Background: From 2022-23, the Department for Education (DfE) is proposing to increase the funding provided to small, rural schools through the ‘sparsity factor’. It is also changing the way that this is measured, which should increase the number of schools eligible by a further 900.
Small schools have unavoidable fixed costs, but do not necessarily have the same opportunities as other schools to grow and increase revenue – they cannot easily attract more pupils or achieve efficiencies (such as shared staffing). Published data on deficits and school closures indicates that this group of schools are likely to require additional support.
Since the introduction of the NFF in 2018-19, the number of schools eligible for sparsity funding (‘sparse’ schools) has remained broadly the same, around 1,200 schools of which 90% are primary schools. However, data highlights that there are a significant number of schools narrowly below the distance thresholds, which demonstrates that many schools may be missing out on funding despite facing similar challenges to schools that are currently eligible.
The Government’s proposals are:
- To improve how we identify sparse schools in the NFF, by measuring according to road journeys from 2022-23.
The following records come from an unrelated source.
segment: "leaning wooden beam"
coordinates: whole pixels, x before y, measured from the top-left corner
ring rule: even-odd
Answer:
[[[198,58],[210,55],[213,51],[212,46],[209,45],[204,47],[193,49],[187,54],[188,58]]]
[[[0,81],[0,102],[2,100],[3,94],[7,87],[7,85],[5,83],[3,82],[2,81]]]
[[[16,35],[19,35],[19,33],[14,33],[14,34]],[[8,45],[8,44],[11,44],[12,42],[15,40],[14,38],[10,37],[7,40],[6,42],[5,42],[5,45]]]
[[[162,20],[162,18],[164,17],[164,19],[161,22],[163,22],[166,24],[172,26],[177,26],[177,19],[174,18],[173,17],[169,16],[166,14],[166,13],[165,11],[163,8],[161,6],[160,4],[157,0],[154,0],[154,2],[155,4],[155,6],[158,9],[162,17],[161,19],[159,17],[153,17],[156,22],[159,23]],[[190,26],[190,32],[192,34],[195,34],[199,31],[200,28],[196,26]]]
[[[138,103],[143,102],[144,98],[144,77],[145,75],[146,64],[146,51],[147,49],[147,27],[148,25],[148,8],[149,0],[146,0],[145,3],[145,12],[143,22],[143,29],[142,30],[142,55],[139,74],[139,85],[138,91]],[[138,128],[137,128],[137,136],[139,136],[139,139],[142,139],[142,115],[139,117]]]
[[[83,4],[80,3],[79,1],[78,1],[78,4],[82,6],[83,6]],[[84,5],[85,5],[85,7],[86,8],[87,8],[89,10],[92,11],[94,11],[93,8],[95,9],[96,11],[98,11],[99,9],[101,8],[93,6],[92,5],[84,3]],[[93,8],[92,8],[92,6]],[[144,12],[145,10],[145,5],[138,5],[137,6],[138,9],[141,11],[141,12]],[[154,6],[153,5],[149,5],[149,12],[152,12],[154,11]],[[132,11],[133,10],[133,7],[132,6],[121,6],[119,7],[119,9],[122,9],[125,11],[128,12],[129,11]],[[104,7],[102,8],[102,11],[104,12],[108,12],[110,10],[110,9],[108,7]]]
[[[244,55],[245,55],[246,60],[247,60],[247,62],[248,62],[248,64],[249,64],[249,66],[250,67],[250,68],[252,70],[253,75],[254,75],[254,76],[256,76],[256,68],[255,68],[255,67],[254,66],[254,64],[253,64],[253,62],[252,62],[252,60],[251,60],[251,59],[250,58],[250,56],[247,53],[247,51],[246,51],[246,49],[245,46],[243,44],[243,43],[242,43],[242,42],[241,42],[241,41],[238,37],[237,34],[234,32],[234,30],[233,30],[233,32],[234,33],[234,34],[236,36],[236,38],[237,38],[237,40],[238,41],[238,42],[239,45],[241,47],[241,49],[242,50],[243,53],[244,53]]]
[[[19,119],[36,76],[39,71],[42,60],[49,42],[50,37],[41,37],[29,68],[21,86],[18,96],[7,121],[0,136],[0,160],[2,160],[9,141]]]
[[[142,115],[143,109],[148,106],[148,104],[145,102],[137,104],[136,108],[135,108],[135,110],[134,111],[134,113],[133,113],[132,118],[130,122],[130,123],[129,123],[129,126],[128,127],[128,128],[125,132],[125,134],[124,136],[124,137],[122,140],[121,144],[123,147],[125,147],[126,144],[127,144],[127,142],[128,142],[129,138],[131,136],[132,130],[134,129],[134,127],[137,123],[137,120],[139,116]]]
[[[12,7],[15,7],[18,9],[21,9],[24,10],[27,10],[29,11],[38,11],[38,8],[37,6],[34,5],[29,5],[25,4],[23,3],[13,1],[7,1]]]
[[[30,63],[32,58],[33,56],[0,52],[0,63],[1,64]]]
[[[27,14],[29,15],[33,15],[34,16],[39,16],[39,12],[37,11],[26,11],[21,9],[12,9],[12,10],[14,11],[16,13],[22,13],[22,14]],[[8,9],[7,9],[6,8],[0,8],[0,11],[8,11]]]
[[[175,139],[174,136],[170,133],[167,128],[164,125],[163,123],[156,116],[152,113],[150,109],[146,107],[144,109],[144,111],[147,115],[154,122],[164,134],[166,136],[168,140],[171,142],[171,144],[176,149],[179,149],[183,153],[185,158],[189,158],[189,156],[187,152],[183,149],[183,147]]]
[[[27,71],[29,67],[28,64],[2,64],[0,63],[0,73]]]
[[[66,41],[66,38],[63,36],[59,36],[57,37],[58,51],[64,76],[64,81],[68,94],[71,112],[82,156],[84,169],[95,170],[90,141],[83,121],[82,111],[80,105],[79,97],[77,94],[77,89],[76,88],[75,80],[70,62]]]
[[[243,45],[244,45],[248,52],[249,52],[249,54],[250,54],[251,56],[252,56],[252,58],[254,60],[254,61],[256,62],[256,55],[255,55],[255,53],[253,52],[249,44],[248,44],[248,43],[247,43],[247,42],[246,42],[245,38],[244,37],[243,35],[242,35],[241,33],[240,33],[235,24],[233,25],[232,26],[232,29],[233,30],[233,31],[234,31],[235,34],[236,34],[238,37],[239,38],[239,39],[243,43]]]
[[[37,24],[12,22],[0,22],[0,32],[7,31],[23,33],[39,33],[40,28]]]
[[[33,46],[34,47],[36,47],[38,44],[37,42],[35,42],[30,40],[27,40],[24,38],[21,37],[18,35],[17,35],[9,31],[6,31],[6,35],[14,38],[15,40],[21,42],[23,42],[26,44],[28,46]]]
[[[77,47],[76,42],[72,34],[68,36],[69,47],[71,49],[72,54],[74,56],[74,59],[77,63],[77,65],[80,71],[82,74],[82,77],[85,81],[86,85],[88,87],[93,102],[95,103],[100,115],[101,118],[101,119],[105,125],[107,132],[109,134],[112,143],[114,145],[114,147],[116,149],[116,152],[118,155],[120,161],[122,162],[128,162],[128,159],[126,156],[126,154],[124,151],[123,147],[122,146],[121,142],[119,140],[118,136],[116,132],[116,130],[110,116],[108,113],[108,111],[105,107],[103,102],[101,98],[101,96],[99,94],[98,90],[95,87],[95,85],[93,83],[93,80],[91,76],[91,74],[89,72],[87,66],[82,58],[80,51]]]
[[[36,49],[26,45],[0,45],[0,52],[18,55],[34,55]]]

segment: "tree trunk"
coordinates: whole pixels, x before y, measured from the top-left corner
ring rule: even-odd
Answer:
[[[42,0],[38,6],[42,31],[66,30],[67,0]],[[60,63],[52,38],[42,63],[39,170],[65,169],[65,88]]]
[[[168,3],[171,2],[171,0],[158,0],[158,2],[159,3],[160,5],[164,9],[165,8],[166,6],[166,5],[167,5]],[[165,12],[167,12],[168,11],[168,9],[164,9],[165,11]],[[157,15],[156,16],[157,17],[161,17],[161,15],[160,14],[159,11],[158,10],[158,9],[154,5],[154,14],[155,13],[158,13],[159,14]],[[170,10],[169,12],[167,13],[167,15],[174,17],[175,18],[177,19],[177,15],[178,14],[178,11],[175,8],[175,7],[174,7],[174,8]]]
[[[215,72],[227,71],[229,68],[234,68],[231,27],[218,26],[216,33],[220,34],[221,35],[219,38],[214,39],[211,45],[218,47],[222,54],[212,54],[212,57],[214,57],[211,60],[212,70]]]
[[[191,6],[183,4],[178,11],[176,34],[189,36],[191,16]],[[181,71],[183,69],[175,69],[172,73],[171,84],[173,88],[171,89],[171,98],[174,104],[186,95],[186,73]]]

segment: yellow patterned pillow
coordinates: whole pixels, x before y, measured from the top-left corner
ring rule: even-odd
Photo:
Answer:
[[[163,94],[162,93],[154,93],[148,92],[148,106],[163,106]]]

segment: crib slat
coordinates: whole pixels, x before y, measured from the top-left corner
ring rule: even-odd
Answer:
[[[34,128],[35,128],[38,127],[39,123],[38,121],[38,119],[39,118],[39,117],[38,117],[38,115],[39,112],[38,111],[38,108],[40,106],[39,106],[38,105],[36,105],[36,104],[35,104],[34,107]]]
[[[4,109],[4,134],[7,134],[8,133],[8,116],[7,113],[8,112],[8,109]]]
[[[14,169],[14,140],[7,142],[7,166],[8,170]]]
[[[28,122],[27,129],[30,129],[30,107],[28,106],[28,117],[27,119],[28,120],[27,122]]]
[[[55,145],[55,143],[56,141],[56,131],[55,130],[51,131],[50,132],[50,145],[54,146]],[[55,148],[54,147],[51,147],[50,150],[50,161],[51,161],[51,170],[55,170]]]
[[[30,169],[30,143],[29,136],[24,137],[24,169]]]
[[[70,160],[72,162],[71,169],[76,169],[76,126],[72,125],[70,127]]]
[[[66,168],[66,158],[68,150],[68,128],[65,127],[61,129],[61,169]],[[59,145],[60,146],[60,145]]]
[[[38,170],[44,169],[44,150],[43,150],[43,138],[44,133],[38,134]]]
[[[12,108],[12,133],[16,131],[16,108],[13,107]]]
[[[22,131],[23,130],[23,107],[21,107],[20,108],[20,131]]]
- To increase the maximum sparsity factor values by £10,000 across all phases in the 2022-23 NFF. When coupled with the lump sum, a £10,000 increase in the sparsity factor values would mean sparse primary and secondary schools could attract up to £172,800 and £197,800 respectively.
As in previous years, schools that are sparse one year but not the next would be protected from losses through the funding floor (or ‘minimum funding guarantee’).
Summary: Evidence suggests one group of schools that continues to face particular financial challenges is small, remote schools. These schools play a crucial role in their local communities and therefore the funding system needs to be reformed to better support such schools. Until now, those rural and often primary schools – those typically with the lowest levels of funding – have had to rely on sparsity top-up funding.
Several studies have noted significant improvements in measuring distance by using road-network distances, therefore, Voice Community concurs that it is appropriate to move to calculating sparsity distances by road, as this more accurately reflects the distances pupils actually travel to and from school, rather than calculating ‘as the crow flies’. This change will also mean that a greater number of schools will fall under the support of sparsity funding.
It is right for the DfE to widen the parameters of the ‘sparsity factor’ and include schools that would otherwise suffer because they fall just outside the conditions, or indeed those schools which yo-yo back and forth due to their cohorts.
However, Voice Community does not wish to see something given and then reduced or taken away again, and so it will be crucial to the success of this project to insure those schools are included, and to protect them from future funding insufficiencies.